My final adventure sent me to Colorado with a close friend for some fun in the snow. We had a blast! We drove hundreds of miles, talked to many people and stood in places others only dream about. The beauty we saw was immense, and to this point in my life, unprecedented. Being able to share this time with my loved ones was the biggest treat of my year, and they will be experiences I look upon fondly.

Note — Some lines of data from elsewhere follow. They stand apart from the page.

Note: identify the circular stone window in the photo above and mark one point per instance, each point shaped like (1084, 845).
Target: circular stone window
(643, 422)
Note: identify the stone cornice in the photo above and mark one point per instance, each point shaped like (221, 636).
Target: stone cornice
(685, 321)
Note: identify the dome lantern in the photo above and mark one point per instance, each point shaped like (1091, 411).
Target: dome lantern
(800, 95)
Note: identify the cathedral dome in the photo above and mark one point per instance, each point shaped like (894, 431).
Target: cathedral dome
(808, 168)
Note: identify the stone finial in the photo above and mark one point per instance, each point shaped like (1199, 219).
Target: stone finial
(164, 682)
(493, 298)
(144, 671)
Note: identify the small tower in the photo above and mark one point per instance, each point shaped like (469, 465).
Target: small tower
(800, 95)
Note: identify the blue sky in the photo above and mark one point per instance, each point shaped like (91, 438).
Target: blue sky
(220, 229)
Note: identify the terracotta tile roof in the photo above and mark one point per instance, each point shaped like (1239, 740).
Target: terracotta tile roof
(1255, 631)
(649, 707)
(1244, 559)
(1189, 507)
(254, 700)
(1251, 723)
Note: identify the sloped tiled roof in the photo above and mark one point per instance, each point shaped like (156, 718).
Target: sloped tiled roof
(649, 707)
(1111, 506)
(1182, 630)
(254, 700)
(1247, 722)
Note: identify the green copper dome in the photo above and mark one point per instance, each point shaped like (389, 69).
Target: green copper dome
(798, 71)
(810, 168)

Failure is possible, but if you don’t try it’s inevitable! There were times on my journey when I was worn down from the hassles of travel, unhappy with the accommodations I chose, or just downright not liking a city and feeling like a failure. I didn’t handle all of those well, and I know they will happen again, but this year I learned that all those times by mom would say to me, “sweetie, this too shall pass”, she was right. It did all pass, all the while making me a stronger, wiser person. My biggest failure came in Ireland when I pulled out into an intersection that wasn’t actually clear (in my defense, why do they have to drive on the opposite side of the road, it’s super confusing at first.) and got into a car accident. My boyfriend handled it like a champ, which meant more to me than he might have realized. I beat myself up pretty bad for about a day, but I got back in the driver’s seat later without incident. I was worried that failure would ruin our vacation, but his behavior showed me what a loving guy he was, and made it easier to take his lead and forgive myself. Had I not, all hope of a positive experience would have been lost.
To sum up 2015 let’s say it was a “game changer” for my life. I experienced great loss, started a new journey that took me on great adventures, and learned the value of supportive loved ones. The most important lesson I will take from 2015 is to live life fully with grace and fervor. I will look back on this year as the year I learned the soul soothing revelation that I’m not perfect, but that’s why my peeps love me.